1 2 3 4 5 6 7 8 9 10 11 12 13 14 15 16 17 18 19 20 21 22 23 24 25 26 27 28 29 30 31 32 33 34 35 36 37 38 39 40 41 42 43 44 45 46 47 48 49 50 51 52 53 54 55 56 57 58 59 60 61 62 63 64 65 66 67 68 69 70 71 72 73 74 75 76 77 78 79 80 81 82 83 84 85 86 87 88 89 90 91 92 93 94 95 96 97 98 99 100 101 102 103 104 105 106 107 108 109 110 111 112 113 114 115 116 117 118 119 120 121 122 123 124 125 126 127 128 129 130 131 132 133 134 135 136 137 138 139 140 141 142 143 144
// Copyright 2023 Colin Finck <colin@reactos.org>
// SPDX-License-Identifier: MIT OR Apache-2.0
//
//! Interface around the Windows kernel string type known as [`UNICODE_STRING`].
//!
//! The [`UNICODE_STRING`] type was designed for the C programming language, which only knows about NUL-terminated
//! buffers of characters.
//! To determine the length of such a buffer, you need to iterate over all characters until finding the NUL.
//! Bad enough?
//! It gets worse:
//! A classic buffer overflow occurs if the buffer contains no NUL, but an algorithm attempts to find
//! it anyway.
//!
//! To overcome these performance and security hazards, [`UNICODE_STRING`]s consist of a buffer, a buffer capacity
//! ("maximum length"), and a field to indicate the actually used length.
//! Determining length and capacity is now as simple as querying the corresponding fields.
//!
//! Length and capacity are 16-bit values and expressed in bytes.
//! This allows for up to 32767 UTF-16 characters per string.
//! However, note that additional space may be occupied by a NUL terminator or by UTF-16 characters outside the
//! [Basic Multilingual Plane] (which require 4 bytes per character instead of 2).
//!
//! 32767 characters are way below the expected limit of most data structures.
//! Therefore, most functions of this crate are fallible and may return [`NtStringError::BufferSizeExceedsU16`].
//!
//! While the string length is fully expressed by the `length` field of a [`UNICODE_STRING`] and a NUL termination
//! is not required by the specification, this crate tries to NUL-terminate the internal buffer whenever possible.
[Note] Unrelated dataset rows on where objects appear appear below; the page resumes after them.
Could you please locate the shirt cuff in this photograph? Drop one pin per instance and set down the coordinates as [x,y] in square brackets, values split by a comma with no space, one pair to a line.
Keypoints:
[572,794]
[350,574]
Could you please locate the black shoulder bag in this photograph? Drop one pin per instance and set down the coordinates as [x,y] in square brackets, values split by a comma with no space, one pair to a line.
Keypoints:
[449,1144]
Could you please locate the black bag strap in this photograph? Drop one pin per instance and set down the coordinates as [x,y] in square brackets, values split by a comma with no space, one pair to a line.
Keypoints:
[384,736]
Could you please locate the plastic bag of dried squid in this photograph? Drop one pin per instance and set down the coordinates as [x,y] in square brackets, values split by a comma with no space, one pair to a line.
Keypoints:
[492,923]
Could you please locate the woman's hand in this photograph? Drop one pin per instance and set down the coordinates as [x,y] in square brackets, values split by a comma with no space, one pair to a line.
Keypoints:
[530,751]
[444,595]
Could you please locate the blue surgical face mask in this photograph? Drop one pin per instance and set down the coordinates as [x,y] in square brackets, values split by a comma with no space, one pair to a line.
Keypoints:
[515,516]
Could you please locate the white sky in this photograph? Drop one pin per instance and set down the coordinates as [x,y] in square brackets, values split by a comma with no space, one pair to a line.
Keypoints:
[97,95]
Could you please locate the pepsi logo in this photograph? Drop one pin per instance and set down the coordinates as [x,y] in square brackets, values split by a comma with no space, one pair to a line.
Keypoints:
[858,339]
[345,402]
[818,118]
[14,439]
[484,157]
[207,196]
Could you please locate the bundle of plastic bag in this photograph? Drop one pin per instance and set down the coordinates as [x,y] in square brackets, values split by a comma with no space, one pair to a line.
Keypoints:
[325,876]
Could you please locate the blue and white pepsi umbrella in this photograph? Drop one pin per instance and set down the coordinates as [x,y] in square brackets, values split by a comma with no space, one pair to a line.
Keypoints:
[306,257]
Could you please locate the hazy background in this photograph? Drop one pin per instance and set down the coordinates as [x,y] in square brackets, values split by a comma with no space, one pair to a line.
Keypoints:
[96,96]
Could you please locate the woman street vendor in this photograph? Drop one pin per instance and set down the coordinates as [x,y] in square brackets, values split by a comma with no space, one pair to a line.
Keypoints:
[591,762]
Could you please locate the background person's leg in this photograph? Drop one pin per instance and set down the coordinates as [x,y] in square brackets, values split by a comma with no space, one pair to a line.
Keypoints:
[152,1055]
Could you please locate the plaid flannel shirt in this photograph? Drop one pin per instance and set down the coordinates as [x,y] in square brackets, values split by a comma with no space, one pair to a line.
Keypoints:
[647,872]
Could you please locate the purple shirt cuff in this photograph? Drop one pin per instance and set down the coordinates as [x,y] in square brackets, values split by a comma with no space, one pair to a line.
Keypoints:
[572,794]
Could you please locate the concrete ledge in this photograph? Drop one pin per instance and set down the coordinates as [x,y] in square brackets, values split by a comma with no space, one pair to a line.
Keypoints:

//! This defense-in-depth approach guards against external applications that mistakenly treat the internal buffer
//! of a [`UNICODE_STRING`] as a NUL-terminated string.
//! Only a few functions of this crate don't NUL-terminate the internal buffer; they are marked as such.
//!
//! [`UNICODE_STRING`] is implemented in 3 Rust structs:
//!
//! * [`NtUnicodeStr`] is an immutable reference to an existing [`UNICODE_STRING`] in memory
//! (analogous to `&str`).
//! You can also create a constant [`NtUnicodeStr`] using the [`nt_unicode_str`] macro
//! (analogous to `const STR: &'static str = "..."`).
//!
//! * [`NtUnicodeStrMut`] is a mutable reference to an existing [`UNICODE_STRING`] in memory
//! (analogous to `&mut str`).
//! As it doesn't know how its internal buffer has been allocated, you can only do limited alterations
//! (like removing a character), but not grow it beyond the buffer size.
//!
//! * [`NtUnicodeString`] is an owned and growable [`UNICODE_STRING`] (analogous to [`String`]).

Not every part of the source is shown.